On Sept. 13, Webster University international relations professors Iwona Gusc and Nives Rumenjak led 60 students from the Leiden campus through the annual Night of Dictatorship in The Hague, an experience that highlights the benefits of studying in a place such as the Netherlands, a center of peace and justice.

The yearly event, hosted by a non-profit ProDemos, has a long tradition of highlighting different aspects of dictatorship and the struggle that countries face as they transition to democracy. The question this year was "Which story do you believe?" asking attendees to think critically about what they believe when it comes to power and authority.

Consisting of a panel on the Venezuela Crisis, a deep dive into the research of Bellingcat, an independent journalistic platform, interactive tours with grassroots human rights defenders from Albania and Ukraine, and a constitutional walk that explained the Netherlands' transition to democracy and what that means today, the night explored different challenges of dictatorship and the often turbulent transition towards democracy.

Additionally, there were two exhibits, one focusing on the thousands of refugee children who have gone missing since their arrivals in Europe, and the second on the disappeared villages along the contested Georgia-Russia border. 

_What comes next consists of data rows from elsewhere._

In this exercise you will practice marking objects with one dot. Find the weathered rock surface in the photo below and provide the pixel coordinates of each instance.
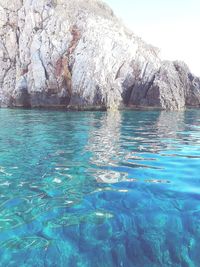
(77, 53)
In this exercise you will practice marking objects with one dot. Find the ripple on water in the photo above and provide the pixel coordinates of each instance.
(99, 189)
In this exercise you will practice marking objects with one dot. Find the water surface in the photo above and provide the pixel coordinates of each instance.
(99, 189)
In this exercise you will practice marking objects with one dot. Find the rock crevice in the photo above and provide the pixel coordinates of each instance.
(77, 53)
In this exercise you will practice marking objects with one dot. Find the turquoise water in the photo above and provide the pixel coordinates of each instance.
(99, 189)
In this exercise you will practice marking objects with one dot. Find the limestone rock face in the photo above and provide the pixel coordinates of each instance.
(77, 53)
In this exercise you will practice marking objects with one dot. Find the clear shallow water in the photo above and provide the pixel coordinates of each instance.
(99, 189)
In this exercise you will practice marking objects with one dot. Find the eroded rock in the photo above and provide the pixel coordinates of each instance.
(77, 53)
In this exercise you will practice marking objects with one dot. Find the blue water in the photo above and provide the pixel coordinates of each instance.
(99, 189)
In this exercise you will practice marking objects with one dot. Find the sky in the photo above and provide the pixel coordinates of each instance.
(171, 25)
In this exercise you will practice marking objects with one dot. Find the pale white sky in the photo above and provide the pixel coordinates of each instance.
(171, 25)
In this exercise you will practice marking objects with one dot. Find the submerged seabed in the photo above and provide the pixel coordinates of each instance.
(99, 189)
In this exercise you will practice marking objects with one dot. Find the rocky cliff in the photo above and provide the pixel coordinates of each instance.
(76, 53)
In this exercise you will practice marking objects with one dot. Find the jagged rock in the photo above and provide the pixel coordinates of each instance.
(77, 53)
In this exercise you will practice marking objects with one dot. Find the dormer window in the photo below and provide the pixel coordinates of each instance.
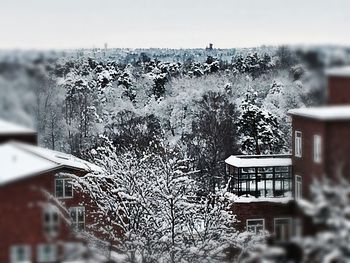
(298, 144)
(51, 220)
(317, 148)
(63, 188)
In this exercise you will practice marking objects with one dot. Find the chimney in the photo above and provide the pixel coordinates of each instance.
(338, 86)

Students had the chance to learn from human rights defenders and journalists as they were immersed in the experiences of people whose lives had been threatened by dictatorship.

"The interactive democracy to dictatorship tour was really interesting and added a personal touch to the event," said Brianna Willis, a graduate student in international relations. "We were able to hear directly from people affected by dictatorship, which is not something we typically get inside the classroom."

Alongside other community members, Webster students remained engaged and active throughout the evening, taking full advantage of this unique learning experience.